Files

HTTP Stream with ByteTrack Object Tracking

A demo that streams video over HTTP with object detection using YOLOv5, YOLOv8, YOLOv10, YOLOv11, or YOLOX plus ByteTrack object tracking to assign an ID to each object and track them over time.

This demo uses a 720p MP4 video file to stream in a loop over HTTP, it could be adjusted easily to use a camera instead.

It also makes use of the Pool feature to run multiple of the same YOLO model concurrently for better performance.

palace-tracking.jpg

In the above image the statistics at the top represent the following.

Field Description
Frame The current frame number
FPS The frames per second being streamed
Lag A negative lag means the inference and processing time completed in less time than the interval taken to stream at 30 FPS. A positive number indicates processing time took longer and there is a playback lag from when the video first started.
Objects The number of objects detected in the scene
Inference The time it took to perform YOLO inferencing on the RKNN backend
Post Processing Time it took to post process the YOLO detection results from inferencing
Tracking Time it took to perform ByteTrack object tracking
Rendering How long it took to draw objects and annotate the image with this statistical data
Total Time Total time it took from receiving the video frame and processing it to be sent to browser

Each detected object has a bounding box drawn around it with classification label person and the number proceeding is the unique tracking id assigned from ByteTrack. The pink circle in the center of the bounding box represents the center and yellow line is the trail (path) of the motion the tracked object took. This effect replicates the trail effect discuss at the Ultralytics multi-object tracking page.

Basic Demo

To run the Stream example make sure you have downloaded the data files first. You only need to do this once for all examples.

cd example/
git clone --depth=1 https://github.com/swdee/go-rknnlite-data.git data

Start the Stream server on port 8080 and run the example using a pool of 3 YOLO models and limiting object detection to person on rk3588 or replace with your Platform model.

cd example/stream/
go run bytetrack.go -a :8080 -s 3 -x person -p rk3588

This will result in output of:

Limiting object detection class to: person
Open browser and view video at http://:8080/stream

In your browser open a connection to your Rockchip/SBC device to http://<ip address>:8080/stream to watch the stream with object tracking using YOLOv5 and ByteTrack.

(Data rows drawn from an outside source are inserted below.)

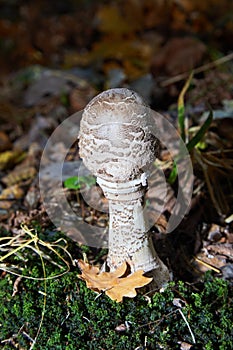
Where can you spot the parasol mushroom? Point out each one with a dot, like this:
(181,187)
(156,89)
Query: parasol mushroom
(118,144)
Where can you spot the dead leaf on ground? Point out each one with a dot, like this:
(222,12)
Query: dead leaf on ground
(112,283)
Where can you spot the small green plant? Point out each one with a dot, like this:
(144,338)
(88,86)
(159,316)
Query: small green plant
(75,317)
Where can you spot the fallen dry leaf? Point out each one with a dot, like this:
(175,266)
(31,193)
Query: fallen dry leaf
(112,283)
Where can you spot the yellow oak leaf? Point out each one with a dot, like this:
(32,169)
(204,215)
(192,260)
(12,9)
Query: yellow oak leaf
(115,284)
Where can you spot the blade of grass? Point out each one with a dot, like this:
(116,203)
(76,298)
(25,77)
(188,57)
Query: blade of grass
(181,108)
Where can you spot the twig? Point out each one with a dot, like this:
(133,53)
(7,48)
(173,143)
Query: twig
(197,70)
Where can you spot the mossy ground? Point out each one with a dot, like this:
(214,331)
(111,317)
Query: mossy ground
(77,318)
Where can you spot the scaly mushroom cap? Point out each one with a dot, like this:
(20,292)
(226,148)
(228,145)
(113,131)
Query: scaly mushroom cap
(117,136)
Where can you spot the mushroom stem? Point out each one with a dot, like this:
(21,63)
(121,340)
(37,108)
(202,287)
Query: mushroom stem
(129,238)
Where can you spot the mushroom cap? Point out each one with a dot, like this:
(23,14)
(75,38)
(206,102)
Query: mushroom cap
(117,136)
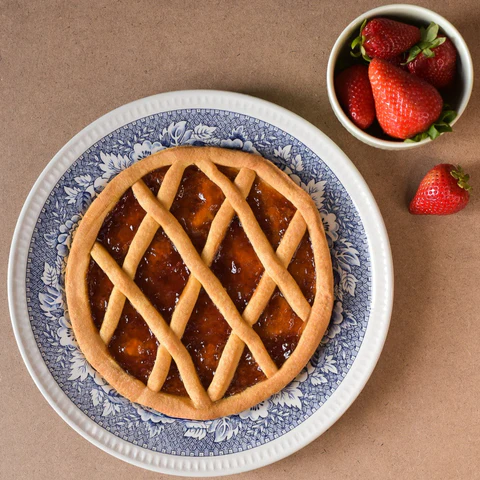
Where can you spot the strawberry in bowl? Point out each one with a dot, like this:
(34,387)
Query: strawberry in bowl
(419,70)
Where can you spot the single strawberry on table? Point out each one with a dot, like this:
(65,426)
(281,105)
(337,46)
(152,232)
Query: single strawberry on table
(444,190)
(434,59)
(355,95)
(384,38)
(405,104)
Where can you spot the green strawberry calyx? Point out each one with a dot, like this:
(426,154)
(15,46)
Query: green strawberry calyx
(358,42)
(442,125)
(429,40)
(462,178)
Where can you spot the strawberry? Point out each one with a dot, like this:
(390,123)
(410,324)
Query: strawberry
(405,104)
(439,70)
(444,190)
(355,95)
(384,38)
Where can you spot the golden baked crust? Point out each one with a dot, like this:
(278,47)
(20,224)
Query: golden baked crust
(201,404)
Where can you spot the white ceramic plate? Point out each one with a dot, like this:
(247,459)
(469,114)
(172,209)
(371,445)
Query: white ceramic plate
(287,421)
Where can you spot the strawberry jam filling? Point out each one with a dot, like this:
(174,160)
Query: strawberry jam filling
(162,276)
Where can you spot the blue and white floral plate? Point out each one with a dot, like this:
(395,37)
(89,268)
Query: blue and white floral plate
(288,420)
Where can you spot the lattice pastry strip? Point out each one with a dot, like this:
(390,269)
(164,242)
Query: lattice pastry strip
(186,303)
(233,350)
(138,247)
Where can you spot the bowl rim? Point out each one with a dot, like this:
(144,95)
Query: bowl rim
(393,9)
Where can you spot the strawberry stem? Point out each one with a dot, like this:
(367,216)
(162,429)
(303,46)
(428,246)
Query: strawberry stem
(442,125)
(461,177)
(358,42)
(429,40)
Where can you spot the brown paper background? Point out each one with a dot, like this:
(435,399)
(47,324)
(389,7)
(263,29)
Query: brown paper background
(64,64)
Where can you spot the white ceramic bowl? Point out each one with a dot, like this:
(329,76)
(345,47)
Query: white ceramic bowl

https://github.com/user-attachments/assets/ee28fc00-1d07-4af0-bc77-171a3acde5ce

Docker

To run the Stream example using the prebuilt docker image, make sure the data files have been downloaded first, then run.

# from project root directory

docker run --rm -it \
  --device /dev/dri:/dev/dri \
  -v "$(pwd):/go/src/app" \
  -v "$(pwd)/example/data:/go/src/data" \
  -v "/usr/include/rknn_api.h:/usr/include/rknn_api.h" \
  -v "/usr/lib/librknnrt.so:/usr/lib/librknnrt.so" \
  -w /go/src/app \
  -p 8080:8080 \
  swdee/go-rknnlite:latest \
  go run ./example/stream/bytetrack.go -a :8080 -s 3 -x person -p rk3588

Detailed Usage

To see the command line options of the Stream example

go run bytetrack.go --help

This outputs options of:

Usage of /tmp/go-build3419105702/b001/exe/bytetrack:
  -a string
        HTTP Address to run server on, format address:port (default "localhost:8080")
  -c value
        Web Camera resolution in format <width>x<height>@<fps>, eg: 1280x720@30 (default 1280x720@30)
  -codec string
        Web Camera codec The rendering format [mjpg|yuyv] (default "mjpg")
  -l string
        Text file containing model labels (default "../data/coco_80_labels_list.txt")
  -m string
        RKNN compiled YOLO model file (default "../data/models/rk3588/yolov5s-rk3588.rknn")
  -p string
        Rockchip CPU Model number [rk3562|rk3566|rk3568|rk3576|rk3582|rk3582|rk3588] (default "rk3588")
  -r string
        The rendering format used for instance segmentation [outline|mask] (default "outline")
  -s int
        Size of RKNN runtime pool, choose 1, 2, 3, or multiples of 3 (default 3)
  -t string
        Version of YOLO model [v5|v8|v10|v11|x|v5seg|v8seg|v8pose] (default "v5")
  -v string
        Video file to run object detection and tracking on or device of web camera when used with -c flag (default "../data/palace.mp4")
  -x string
        Comma delimited list of labels (COCO) to restrict object tracking to

The default mode is to use the YOLOv5 model, however you can change to other models with.

# YOLOv8
go run bytetrack.go -a :8080 -s 3 -x person -p rk3588 -m ../data/models/rk3588/yolov8s-rk3588.rknn -t v8

# YOLOv10
go run bytetrack.go -a :8080 -s 3 -x person -p rk3588 -m ../data/models/rk3588/yolov10s-rk3588.rknn -t v10

# YOLOv11
go run bytetrack.go -a :8080 -s 3 -x person -p rk3588 -m ../data/models/rk3588/yolov11s-rk3588.rknn -t v11

# YOLOX
go run bytetrack.go -a :8080 -s 3 -x person -p rk3588 -m ../data/models/rk3588/yoloxs-rk3588.rknn -t x

The YOLO models used are the original ones from the RKNN Model Zoo and are not tuned well for the task of tracking. Your best training your own model to get more accurate results.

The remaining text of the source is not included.